Published using Google Docs
Alternatives to Dynamic Code Generation in Go
Updated automatically every 5 minutes

Alternatives to Dynamic Code Generation in Go

Russ Cox

September 2012

The Go runtime uses dynamic code generation to implement closures. I took this approach primarily out of expedience: it avoided toolchain-wide changes to the representation of function values and to the function calling convention. However, it is clear that in the long term we should not depend on dynamic code generation, since it limits the environments in which Go can run. It also complicates minor parts of the toolchain: the stack trace code has ugly heuristics to handle closures, and the gdb support cannot get past a closure in a stack trace.

The canonical solution is to represent a closure as a pair of pointers, one to static code and one to a dynamic context pointer giving access to the captured variables. This document describes the plan for doing this in the Go runtime and some of its implications. I’d like to do this for Go 1.1.

Func Representation

The representation of a Go func value is currently just a code pointer, so it must change.

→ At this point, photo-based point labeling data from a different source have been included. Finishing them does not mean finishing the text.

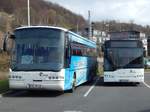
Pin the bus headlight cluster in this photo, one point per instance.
(56, 78)
(109, 76)
(15, 77)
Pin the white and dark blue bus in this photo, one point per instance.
(50, 58)
(123, 61)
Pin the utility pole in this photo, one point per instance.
(89, 25)
(28, 4)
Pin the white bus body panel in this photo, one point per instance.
(124, 75)
(37, 80)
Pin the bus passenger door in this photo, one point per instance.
(67, 62)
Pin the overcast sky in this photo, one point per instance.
(122, 10)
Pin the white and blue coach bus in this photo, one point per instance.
(123, 61)
(50, 58)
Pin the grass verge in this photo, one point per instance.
(4, 86)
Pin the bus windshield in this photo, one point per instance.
(38, 49)
(125, 57)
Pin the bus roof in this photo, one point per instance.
(52, 27)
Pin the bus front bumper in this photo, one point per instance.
(44, 85)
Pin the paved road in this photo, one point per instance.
(86, 98)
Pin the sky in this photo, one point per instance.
(137, 11)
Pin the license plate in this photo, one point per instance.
(34, 86)
(124, 80)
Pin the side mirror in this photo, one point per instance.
(7, 41)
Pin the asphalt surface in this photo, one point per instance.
(87, 98)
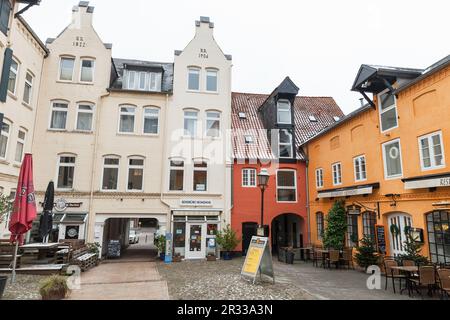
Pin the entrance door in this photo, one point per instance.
(196, 241)
(248, 230)
(397, 233)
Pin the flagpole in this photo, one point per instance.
(13, 277)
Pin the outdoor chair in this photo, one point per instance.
(392, 273)
(347, 257)
(427, 279)
(444, 282)
(333, 258)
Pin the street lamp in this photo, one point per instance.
(263, 179)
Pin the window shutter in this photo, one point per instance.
(7, 60)
(5, 12)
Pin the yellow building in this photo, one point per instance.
(387, 161)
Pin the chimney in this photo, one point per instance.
(82, 15)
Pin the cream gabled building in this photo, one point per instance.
(126, 139)
(21, 59)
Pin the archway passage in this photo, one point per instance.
(287, 231)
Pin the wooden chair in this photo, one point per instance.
(392, 273)
(427, 279)
(444, 282)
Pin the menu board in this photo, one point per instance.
(381, 239)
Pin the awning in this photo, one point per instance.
(428, 181)
(348, 191)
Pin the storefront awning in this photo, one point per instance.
(348, 191)
(428, 181)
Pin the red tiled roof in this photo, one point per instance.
(322, 108)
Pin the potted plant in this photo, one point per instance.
(227, 241)
(54, 288)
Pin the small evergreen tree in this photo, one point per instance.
(334, 234)
(365, 255)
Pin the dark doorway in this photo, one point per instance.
(248, 230)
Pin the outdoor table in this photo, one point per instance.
(408, 271)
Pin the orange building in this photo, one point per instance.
(387, 161)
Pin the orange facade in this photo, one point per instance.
(406, 167)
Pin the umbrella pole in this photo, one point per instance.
(13, 276)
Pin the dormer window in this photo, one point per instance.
(388, 111)
(284, 112)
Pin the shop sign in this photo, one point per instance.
(196, 202)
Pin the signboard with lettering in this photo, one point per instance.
(258, 259)
(380, 238)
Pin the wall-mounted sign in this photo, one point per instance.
(196, 202)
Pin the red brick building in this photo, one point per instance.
(267, 131)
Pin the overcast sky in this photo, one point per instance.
(320, 44)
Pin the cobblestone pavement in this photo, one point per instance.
(26, 287)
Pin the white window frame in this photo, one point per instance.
(60, 68)
(357, 166)
(197, 69)
(93, 69)
(129, 166)
(249, 172)
(59, 164)
(52, 108)
(150, 117)
(126, 113)
(429, 137)
(319, 178)
(111, 166)
(288, 110)
(380, 112)
(16, 72)
(386, 177)
(30, 84)
(7, 135)
(85, 111)
(287, 187)
(212, 70)
(336, 174)
(20, 141)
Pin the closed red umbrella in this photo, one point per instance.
(24, 208)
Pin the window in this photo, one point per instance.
(20, 145)
(211, 80)
(360, 168)
(319, 178)
(352, 230)
(190, 123)
(286, 186)
(212, 123)
(176, 175)
(151, 116)
(337, 173)
(369, 222)
(84, 117)
(431, 151)
(13, 73)
(320, 225)
(200, 176)
(388, 110)
(126, 121)
(194, 79)
(66, 170)
(59, 115)
(284, 111)
(110, 173)
(4, 138)
(249, 177)
(285, 143)
(28, 89)
(87, 70)
(392, 159)
(66, 69)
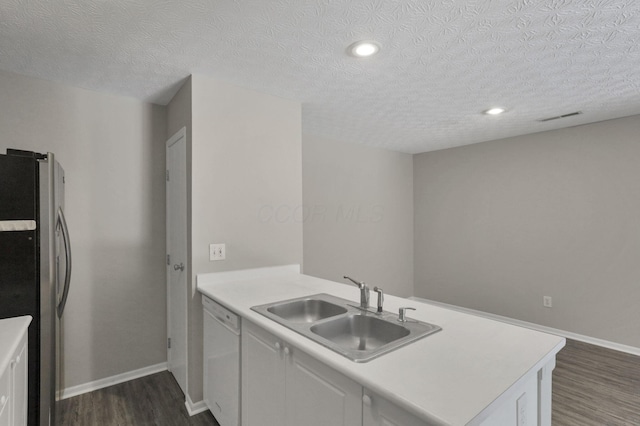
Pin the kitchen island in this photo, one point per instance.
(475, 371)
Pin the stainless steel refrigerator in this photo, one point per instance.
(35, 267)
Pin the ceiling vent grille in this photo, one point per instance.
(571, 114)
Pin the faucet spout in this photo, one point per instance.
(364, 292)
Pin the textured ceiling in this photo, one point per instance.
(442, 62)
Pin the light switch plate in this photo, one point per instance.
(217, 251)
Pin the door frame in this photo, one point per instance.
(180, 135)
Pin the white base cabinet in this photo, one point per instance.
(282, 386)
(13, 387)
(377, 411)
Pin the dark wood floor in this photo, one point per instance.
(152, 400)
(592, 386)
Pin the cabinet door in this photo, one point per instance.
(19, 386)
(318, 395)
(263, 393)
(376, 411)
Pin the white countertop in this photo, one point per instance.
(11, 330)
(451, 377)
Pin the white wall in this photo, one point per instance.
(245, 160)
(112, 149)
(500, 224)
(358, 214)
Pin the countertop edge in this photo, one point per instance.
(11, 329)
(318, 352)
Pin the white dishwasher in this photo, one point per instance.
(221, 362)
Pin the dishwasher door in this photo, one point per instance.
(221, 362)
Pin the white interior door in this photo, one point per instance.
(177, 265)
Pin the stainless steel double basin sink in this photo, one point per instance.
(345, 328)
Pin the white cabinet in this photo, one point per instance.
(13, 387)
(377, 411)
(284, 386)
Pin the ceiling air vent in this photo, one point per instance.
(571, 114)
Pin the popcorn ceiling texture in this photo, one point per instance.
(442, 62)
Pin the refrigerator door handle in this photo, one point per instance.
(67, 249)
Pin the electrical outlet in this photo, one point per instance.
(217, 252)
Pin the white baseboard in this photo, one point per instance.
(110, 381)
(563, 333)
(194, 408)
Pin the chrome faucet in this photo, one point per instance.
(380, 299)
(364, 292)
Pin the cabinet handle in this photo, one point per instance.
(366, 400)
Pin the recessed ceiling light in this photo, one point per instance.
(494, 111)
(362, 49)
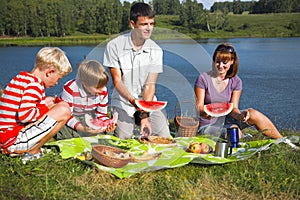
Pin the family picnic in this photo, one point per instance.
(29, 119)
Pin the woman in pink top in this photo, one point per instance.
(222, 84)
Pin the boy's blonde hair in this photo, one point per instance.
(92, 73)
(53, 57)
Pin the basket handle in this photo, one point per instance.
(184, 101)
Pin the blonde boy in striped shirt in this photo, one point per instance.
(28, 119)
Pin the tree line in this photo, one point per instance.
(64, 17)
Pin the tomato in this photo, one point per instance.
(195, 147)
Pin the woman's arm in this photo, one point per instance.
(200, 95)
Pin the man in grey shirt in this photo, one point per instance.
(134, 61)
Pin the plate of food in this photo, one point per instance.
(157, 140)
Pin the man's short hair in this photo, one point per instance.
(140, 9)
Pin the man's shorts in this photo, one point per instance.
(31, 134)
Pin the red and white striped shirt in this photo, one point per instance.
(22, 101)
(82, 103)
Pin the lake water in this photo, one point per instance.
(269, 68)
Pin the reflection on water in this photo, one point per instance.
(269, 68)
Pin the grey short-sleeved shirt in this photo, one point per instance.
(204, 81)
(134, 65)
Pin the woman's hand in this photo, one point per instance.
(111, 127)
(49, 101)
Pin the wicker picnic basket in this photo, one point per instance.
(186, 126)
(104, 155)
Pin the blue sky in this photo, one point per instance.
(206, 3)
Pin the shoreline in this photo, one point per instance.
(93, 40)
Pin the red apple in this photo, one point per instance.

The only real option is to make it two words, a code pointer and a context pointer. This will affect Go struct and argument list layout and also code generation for copying function values.

The plan is to leave C function pointers as single-word pointers and introduce in the runtime C header, analogous to the Slice and String types:

        typedef struct Func Func;

        struct Func

        {

                void *fn;

                void *ctxt;

        };

Calling Convention

The calling convention for Go functions must change to make the context pointer available to the call as an additional argument. There are two reasonable options here: use a register or use the stack.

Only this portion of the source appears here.